When using a Barx1 protein or test substance labeled with a detectable label, the binding between the Barx1 protein and the test substance can be analyzed by detecting a signal from the label. For example, when alkaline phosphatase is used as a label, bromochloroindolyl phosphate (BCIP), nitro blue tetrazolium (NBT), naphthol-AS-B1-phosphate (naphthol-AS-B1-phosphate) Signal is detected using a chromogenic reaction substrate such as) and enhanced chemifluorescence (ECF). When hose radish peroxidase is used as a label, chloronaphthol, aminoethylcarbazole, diaminobenzidine, D-luciferin, lucigenin (bis-N-methylacridinium nitrate), resorupin benzyl ether, luminol, Amplex Red Reagent (10-acetyl-3,7-dihydroxyphenoxazine), p-phenylenediamine-HCl and pyrocatechol (HYR), tetramethylbenzidine (TMB), ABTS (2,2'-Azine-di [3-ethylbenzthiazoline sulfonate]), o -phenylenediamine (OPD), and substrates such as naphthol / pyronin to detect the signal.

Alternatively, binding of the test substance to the Barx1 protein may be analyzed without labeling the interactants. For example, a microphysiometer can be used to analyze whether the test substance binds to Barx1 protein. Microphysiometers are analytical tools that measure the rate at which a cell acidifies its environment using a light-addressable potentiometric sensor (LAPS). The change in acidification rate can be used as an indicator for binding between test substance and Barx1 protein (McConnell et al., Science 257: 19061912 (1992).

Binding capacity of the Barx1 protein of the test substance can be analyzed with the real-time bimolecular interaction analysis (BIA) (Sjolander & Urbaniczky, Anal Chem 63:.... 23382345 (1991), and Szabo et al, Curr Opin Struct. Biol . 5: 699705 (1995). BIA is a technique for analyzing specific interactions in real time and can be performed without labeling of the interactions (eg, BIAcore ™). Changes in surface plasmon resonance (SPR) can be used as indicators for real-time reactions between molecules.
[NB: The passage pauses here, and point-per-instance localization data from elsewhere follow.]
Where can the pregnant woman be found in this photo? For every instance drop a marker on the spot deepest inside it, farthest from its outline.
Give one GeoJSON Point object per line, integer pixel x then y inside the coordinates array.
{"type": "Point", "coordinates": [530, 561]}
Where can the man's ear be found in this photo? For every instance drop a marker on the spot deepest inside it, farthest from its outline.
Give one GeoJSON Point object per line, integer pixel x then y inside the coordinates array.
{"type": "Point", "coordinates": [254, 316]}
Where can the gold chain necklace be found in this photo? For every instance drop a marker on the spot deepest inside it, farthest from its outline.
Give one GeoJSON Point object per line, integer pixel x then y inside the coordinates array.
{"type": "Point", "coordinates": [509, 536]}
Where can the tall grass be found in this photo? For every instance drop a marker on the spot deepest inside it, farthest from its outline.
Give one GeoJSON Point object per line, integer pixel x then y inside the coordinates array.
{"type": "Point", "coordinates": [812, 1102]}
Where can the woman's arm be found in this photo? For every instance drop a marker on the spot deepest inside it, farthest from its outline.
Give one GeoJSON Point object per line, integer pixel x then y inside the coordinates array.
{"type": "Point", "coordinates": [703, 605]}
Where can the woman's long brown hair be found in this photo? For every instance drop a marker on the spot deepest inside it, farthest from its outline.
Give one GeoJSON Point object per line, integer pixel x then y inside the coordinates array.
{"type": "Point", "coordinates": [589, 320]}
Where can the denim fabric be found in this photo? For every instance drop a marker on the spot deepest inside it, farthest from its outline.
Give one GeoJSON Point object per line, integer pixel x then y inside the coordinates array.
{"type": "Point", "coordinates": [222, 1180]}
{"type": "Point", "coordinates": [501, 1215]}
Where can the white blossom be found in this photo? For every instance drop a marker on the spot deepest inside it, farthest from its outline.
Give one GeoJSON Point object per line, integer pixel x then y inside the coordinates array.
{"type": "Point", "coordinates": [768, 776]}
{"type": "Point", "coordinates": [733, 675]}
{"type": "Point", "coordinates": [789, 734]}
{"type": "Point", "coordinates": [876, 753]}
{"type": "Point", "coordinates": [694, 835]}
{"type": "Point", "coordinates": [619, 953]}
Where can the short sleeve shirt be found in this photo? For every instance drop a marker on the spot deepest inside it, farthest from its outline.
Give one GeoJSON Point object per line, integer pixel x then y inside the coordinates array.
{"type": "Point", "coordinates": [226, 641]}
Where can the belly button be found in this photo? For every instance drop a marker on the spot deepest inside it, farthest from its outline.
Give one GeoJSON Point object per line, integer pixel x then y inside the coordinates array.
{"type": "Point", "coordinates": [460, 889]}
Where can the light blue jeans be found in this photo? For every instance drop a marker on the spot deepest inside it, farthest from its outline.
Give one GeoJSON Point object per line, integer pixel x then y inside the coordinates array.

In addition, the screening method of the present invention can be carried out according to a two-hybrid analysis or a three-hybrid analysis method (US Pat. No. 5,283,317; Zervos et al., Cell 72, 223232, 1993; Madura et al., J. Biol . Chem . 268, 1204612054, 1993; Bartel et al., BioTechniques 14, 920924, 1993; Iwabuchi et al., Oncogene 8, 16931696, 1993; And WO 94/10300). In this case, the Barx1 protein can be used as a bait protein. According to this method, substances which bind to Barx1 protein, in particular proteins can be screened. Two-hybrid systems are based on the modular nature of the transcription factors composed of cleavable DNA-binding and activation domains. For simplicity, this assay uses two DNA constructs. For example, in one construct, a Barx1 protein coding polynucleotide (eg, a nucleotide of SEQ ID NO: 1) is fused to a DNA binding domain-encoding polynucleotide of a known transcription factor (eg, GAL-4). In another construct, a DNA sequence encoding a protein of interest (“prey” or “sample”) is fused to a polynucleotide encoding the activation domain of the known transcription factor. If bait and prey interact in in vivo to form a complex, the DNA-binding and activation domains of the transcription factors are contiguous, which triggers transcription of the reporter gene (eg, LacZ). Expression of the reporter gene can be detected, which indicates that the protein of analysis can bind to the Barx1 protein, and consequently, can be used as an angiogenesis inhibitor.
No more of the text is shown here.